O papel da Guarda Costeira da China tem ido além da aplicação da lei tradicional nos últimos anos. Isso ficou evidente com a introdução de uma Lei da Guarda Costeira em 2021, que expandiu o alcance da agência, autorizando-a a "tomar todas as medidas necessárias, incluindo o uso de armas" para proteger o que Pequim define como soberania da China.
Suas novas operações em torno de Taiwan começaram em 1º de junho, quando a Guarda Costeira da China enviou dois grandes navios-patrulha — o Daishan de 5.000 toneladas e o Baita de 3.000 toneladas — para as águas a leste da ilha. Essas embarcações foram anteriormente usadas no Mar da China Oriental, incluindo as ilhas Senkaku controladas pelo Japão, que a China também reivindica e chama de Diaoyus.
Dias antes, o Japão e as Filipinas haviam anunciado planos para iniciar negociações para delimitar suas fronteiras marítimas, como parte de esforços mais amplos dos dois aliados dos EUA para aprofundar sua parceria. A China se opôs às negociações, dizendo que elas interferiam em suas próprias reivindicações marítimas naquela região.
"Pequim está usando a declaração conjunta emitida pelo Japão e pelas Filipinas como pretexto para expandir grandemente sua presença nessas águas", disse Ryan Martinson, professor assistente do China Maritime Studies Institute da US Naval War College.
Mais tarde, em junho, a China enviou navios de aplicação da lei maiores, o Haixun 09 de 10.000 toneladas e o Haixun 06 de 6.600 toneladas, para cercar Taiwan. Essa rara operação multiagências incluiu o maior navio de pesquisa de águas profundas da China e uma embarcação de resgate.
Durante sua viagem de cinco dias, as embarcações pela primeira vez questionaram navios comerciais estrangeiros que passavam pela costa do Pacífico de Taiwan. De acordo com a mídia estatal chinesa, os navios também "inspecionaram" 198 embarcações que passavam durante a missão para reforçar as capacidades de controle de tráfego. Não ficou claro o que o relatório quis dizer com "inspecionaram".

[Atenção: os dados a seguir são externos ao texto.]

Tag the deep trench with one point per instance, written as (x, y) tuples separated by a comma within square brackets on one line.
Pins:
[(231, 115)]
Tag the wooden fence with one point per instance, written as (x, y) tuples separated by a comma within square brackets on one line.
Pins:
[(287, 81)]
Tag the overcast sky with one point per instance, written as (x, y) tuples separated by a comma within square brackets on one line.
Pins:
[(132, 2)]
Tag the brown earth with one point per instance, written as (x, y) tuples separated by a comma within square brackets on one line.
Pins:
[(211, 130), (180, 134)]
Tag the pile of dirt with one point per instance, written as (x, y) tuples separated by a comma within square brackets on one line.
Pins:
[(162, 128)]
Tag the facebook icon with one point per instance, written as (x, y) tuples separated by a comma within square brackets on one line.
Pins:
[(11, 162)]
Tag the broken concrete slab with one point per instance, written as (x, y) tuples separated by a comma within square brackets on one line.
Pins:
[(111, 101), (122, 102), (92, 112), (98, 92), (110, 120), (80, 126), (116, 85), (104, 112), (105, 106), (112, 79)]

"Se essas interações se tornarem rotineiras, a próxima pergunta é se as autoridades chinesas começarão a solicitar mais informações", disse Zack Liao, analista de risco político do think tank britânico China Strategic Risks Institute. "Depois disso, se eles emitirão instruções de navegação."
O monitor independente baseado nos EUA, Armed Conflict Location & Event Data, relatou separadamente "um aumento significativo de navios de pesquisa operando em velocidades incomumente lentas a leste de Taiwan" perto da infraestrutura de comunicações submarinas.
A China manteve a pressão enviando mais dois navios-patrulha da Guarda Costeira para substituir o Daishan e o Baita após um mês na área. Isso foi descrito por uma comissão do congresso dos EUA como a maneira de Pequim de estabelecer uma presença contínua.
"Usar a Guarda Costeira Chinesa (CCG) em vez da Marinha do Exército de Libertação Popular (PLA Navy) evita confrontos militares e permite que Pequim retrate essas atividades como aplicação da lei, ao mesmo tempo em que estabelece a presença persistente necessária para um futuro bloqueio", disse a Comissão de Revisão Econômica e de Segurança EUA-China.
À medida que a atividade aumentava, Taiwan realizou exercícios militares em meados de julho nas Ilhas Orquídea e Verde, na sua costa sudeste, pela primeira vez em três décadas. Semanas depois, a China realizou exercícios de passagem com a Indonésia na área, a primeira vez que Pequim anunciou treinamento com outro país nas águas orientais.
O esforço da China para estabelecer uma presença a leste de Taiwan, em última análise, pressiona os EUA a responder, dizem os analistas.
"O que Pequim está testando a leste de Taiwan é se pode gradualmente reescrever as expectativas sobre quem governa a navegação e a ordem marítima no Pacífico Ocidental", disse Liao, do China Strategic Risks Institute. "Isso significa que a resposta também deve ser internacional."